Two hundred and ninety-seven of the 676 patients admitted to the Burns Intensive Care Unit were diagnosed to have inhalation injury, giving an overall incidence of 43.9%. One hundred and eighteen patients (39.7%) with inhalation injury were in the subjective group, 81 (27.3%) were in the upper group, and 98 (33.0%) were in the lower group. Bronchoscopy was performed in 131 patients (98 in the upper group and 33 in the lower group). Bronchoscopy was not performed in 48 patients (59.3%) in the upper group because the possibility of lower airway injury was considered low by the attending physician. Two hundred and seventy-four patients underwent mechanical ventilation within 2 days of admission. The mortality rate was 25.6% (n = 173/676). The mean patient age was 48.9 years. A male predominance was noted (male to female ratio 4.5:1).
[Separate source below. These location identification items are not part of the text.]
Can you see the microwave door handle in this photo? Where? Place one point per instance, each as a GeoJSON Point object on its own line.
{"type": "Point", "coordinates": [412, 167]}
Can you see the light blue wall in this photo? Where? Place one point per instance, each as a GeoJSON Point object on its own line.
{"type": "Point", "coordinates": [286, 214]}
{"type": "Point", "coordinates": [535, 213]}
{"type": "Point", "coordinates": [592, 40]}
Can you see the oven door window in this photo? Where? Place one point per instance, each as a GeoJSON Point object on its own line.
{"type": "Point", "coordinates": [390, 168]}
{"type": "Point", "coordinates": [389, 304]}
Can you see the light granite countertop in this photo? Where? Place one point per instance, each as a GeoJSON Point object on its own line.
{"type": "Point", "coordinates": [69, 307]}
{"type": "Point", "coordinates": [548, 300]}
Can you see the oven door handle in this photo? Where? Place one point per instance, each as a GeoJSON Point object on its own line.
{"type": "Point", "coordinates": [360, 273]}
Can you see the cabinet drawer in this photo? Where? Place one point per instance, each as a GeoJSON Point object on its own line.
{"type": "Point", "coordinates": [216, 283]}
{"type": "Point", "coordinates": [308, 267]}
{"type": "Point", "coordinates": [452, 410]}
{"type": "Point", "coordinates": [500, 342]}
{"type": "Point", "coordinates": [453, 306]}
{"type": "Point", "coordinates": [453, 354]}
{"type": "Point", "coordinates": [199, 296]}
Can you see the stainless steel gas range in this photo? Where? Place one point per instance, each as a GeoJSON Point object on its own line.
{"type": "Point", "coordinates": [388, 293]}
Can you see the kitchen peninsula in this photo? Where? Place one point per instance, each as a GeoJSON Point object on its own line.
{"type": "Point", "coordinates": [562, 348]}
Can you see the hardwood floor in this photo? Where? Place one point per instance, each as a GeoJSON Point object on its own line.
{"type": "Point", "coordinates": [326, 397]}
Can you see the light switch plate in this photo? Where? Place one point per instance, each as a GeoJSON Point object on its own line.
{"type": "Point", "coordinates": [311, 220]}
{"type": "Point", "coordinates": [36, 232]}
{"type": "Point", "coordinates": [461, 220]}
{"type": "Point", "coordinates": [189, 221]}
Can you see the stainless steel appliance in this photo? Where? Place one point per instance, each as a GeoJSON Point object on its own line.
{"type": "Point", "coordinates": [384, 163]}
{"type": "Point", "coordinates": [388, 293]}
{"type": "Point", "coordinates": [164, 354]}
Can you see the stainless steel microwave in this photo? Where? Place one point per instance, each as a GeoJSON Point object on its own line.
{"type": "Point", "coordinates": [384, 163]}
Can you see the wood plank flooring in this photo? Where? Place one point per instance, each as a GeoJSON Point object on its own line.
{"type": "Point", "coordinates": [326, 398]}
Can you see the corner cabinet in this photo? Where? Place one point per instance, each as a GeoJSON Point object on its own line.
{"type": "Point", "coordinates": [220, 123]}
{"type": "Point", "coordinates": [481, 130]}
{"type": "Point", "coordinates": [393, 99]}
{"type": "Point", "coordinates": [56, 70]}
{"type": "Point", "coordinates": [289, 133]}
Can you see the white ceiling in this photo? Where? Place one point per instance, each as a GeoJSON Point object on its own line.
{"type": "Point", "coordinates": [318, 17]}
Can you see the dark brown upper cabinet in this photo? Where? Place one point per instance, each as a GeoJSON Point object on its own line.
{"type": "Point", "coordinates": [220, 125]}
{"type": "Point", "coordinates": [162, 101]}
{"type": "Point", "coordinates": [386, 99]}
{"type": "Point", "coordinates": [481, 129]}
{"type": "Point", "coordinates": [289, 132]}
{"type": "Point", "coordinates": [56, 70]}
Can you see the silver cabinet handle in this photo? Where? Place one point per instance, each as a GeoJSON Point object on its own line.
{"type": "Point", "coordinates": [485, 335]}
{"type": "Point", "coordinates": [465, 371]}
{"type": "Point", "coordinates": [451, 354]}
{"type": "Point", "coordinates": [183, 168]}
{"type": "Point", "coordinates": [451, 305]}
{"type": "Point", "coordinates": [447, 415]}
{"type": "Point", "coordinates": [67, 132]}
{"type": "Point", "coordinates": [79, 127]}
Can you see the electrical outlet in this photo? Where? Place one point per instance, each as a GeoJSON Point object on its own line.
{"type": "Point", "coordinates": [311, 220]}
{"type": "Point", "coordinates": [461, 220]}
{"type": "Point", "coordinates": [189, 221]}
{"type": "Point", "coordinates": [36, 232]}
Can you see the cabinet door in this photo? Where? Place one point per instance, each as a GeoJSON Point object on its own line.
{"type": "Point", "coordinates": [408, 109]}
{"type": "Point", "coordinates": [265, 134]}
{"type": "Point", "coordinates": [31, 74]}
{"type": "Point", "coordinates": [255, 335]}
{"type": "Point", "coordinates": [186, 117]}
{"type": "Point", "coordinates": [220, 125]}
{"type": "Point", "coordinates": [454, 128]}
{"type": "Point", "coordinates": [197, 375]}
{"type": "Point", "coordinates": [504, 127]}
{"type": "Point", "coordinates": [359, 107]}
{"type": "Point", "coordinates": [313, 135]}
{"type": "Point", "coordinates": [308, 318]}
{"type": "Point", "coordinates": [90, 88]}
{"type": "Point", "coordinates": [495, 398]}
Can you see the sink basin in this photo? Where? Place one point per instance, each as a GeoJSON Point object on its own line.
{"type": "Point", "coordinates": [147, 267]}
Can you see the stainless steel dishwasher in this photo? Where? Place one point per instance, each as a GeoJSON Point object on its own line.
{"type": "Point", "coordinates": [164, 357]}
The mean %TBSA burned was 36.8% overall and differed significantly between survivors (26.7%) and non-survivors (66.2%). Five hundred and forty-one (80.0%) of the 676 patients had full-thickness burns. Mean Abbreviated Burn Severity Index and APACHE II scores were significantly higher in non-survivors than in survivors (11.89 vs 59.6). The mean carboxyhemoglobin level was 2.16%, with no significant difference between survivors and non-survivors. The mean PF ratio was 235.7 overall, and was significant higher in survivors than in non-survivors (248.0 vs 200.0; Table 1).

Table 1

Patient demographics and comparisons between survivors and non-survivors.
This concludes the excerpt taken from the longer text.